Но гораздо здоровее отбросить этот страх. Пусть будет одиннадцать часов. Одиннадцать часов — это значит последний час, когда мы еще можем осмотреться, провести быстрый подсчет, может быть отыскать на горящем горизонте местечко, которого пламя еще не достигло, и, может быть, спасти себя".

Это был не первый случай, когда он описывал это время — одиннадцать часов. Не он ли в 1937 году назвал журнал, основанный им в Южной Африке, "Одиннадцатый час"? Вера, даже уверенность в том, что европейское еврейство, а потом, еще острее — восточноевропейская община приговорена, — жила в его сознании более сорока лет. В конце тридцатых годов он ощутил историческую неминуемость, как человек ощущает приближение шторма. Теперь, словно стараясь вцепиться в часовые стрелки, чтобы задержать час полуночи, он стал анализировать происхождение и содержание исторического часа.

Он сразу же сказал об ограниченных размерах того, что еще можно спасти.

"В начале первой трети этого столетия у нашего народа было две надежды, помогавшие жить. Первая — укрепиться в диаспоре, вторая… в Палестине. Я считаю, что первую мечту уже нельзя спасти. На этой ноте прервался мой контакт с еврейскими лидерами два с половиной года назад… Достаточно будет сказать, что за истекшие два с половиной года я своей точки зрения не переменил… Теперь я говорю только об утешении номер два, единственном, за которое по крайней мере стоит бороться".

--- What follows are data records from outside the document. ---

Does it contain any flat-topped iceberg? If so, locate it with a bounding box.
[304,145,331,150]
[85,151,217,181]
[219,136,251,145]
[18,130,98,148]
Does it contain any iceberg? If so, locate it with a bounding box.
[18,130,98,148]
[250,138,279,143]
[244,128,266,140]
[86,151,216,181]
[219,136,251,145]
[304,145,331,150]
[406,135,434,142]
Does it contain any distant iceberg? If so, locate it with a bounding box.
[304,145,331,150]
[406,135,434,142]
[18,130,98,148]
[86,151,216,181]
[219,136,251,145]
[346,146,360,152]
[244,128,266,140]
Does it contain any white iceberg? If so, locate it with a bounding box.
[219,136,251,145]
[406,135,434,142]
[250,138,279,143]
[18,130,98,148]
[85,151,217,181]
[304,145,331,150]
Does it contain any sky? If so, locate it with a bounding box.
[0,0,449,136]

В этой стратегической перспективе он нашел единственное настоящее благо: победа концепции еврейского государства. Теперь все, как христиане так и евреи, признавали, что это единственно возможное решение. Вопреки ранним ожиданиям, однако, это не слишком подкрепило требование Палестины для евреев.

"Мы дорого платим за преступление длиной в пятнадцать лет, вину за которое несет весь народ: мы оставили политическую власть в руках людей, чья маниакальная idee fixe была убедить весь мир, что для нас Палестина — игрушка, культурное роскошество".

Пропаганда очень удалась. Все знали, что евреям надо дать страну, но все знали также, что "в Палестине, конечно, нет места, и сами сионисты соглашаются, что это так"…

С другой стороны, он отмахнулся от арабской физической угрозы, как не стоящей внимания. (Военный кабинет за несколько недель перед тем признал, что общее число арабских террористов не больше, чем 1000–1500 человек). Однако он написал:

"Нельзя отрицать, что в последние два-три года арабское сопротивление имело место; но следует понять и его причины… Не физическая сила, которая микроскопически мала, а духовный эффект протеста, юности, восстания, романтизма, отчаянности, жертвы… Все это сделало арабское сопротивление очень популярным, даже среди тех, кто относится к нам дружественно (и даже среди евреев). Но в действительности, если сравнить этот эффект с огромным впечатлением от всемирной еврейской потребности, то он незначителен… В том и другом, — писал Жаботинский, — есть своя динамическая сила, но если их сравнить, то это будет все равно что песня рядом с ударом грома.

Если бы перед лицом всего мира было провозглашено, что Палестина может разрешить проблему страданий еврейского народа, а затем был бы поставлен вопрос, можно ли допустить, чтобы такое решение было парализовано арабским сопротивлением, — мир не потратил бы и двух минут на раздумье по этому поводу".

Он верил, что во всяком случае "нынешняя мода на арабский героизм" не затянется.

"В конце концов, это значит, что весь мир должен склониться и прогресс остановиться, потому что миллион арабов, примерно одна пятая от всего количества арабов в мире, не желает становиться меньшинством. Все великие народы где-нибудь да являются меньшинством: англичане в Южной Африке, французы в Канаде и в Швейцарии.

Но эта логика не поможет еврейскому народу. Объективно силой еврейской проблемы являлась стратегическая важность для Британии Еврейского государства, "надежной крепости". Но тут возникло затруднение: британское слабоволие. Это то же, что видно в каждой сфере британской политики: великий, благородный народ с открытыми глазами, ясно видящий, в чем его интересы и где его ожидает пропасть, отворачивается от своих интересов и тащится по направлению к неминуемым и позорным поражениям.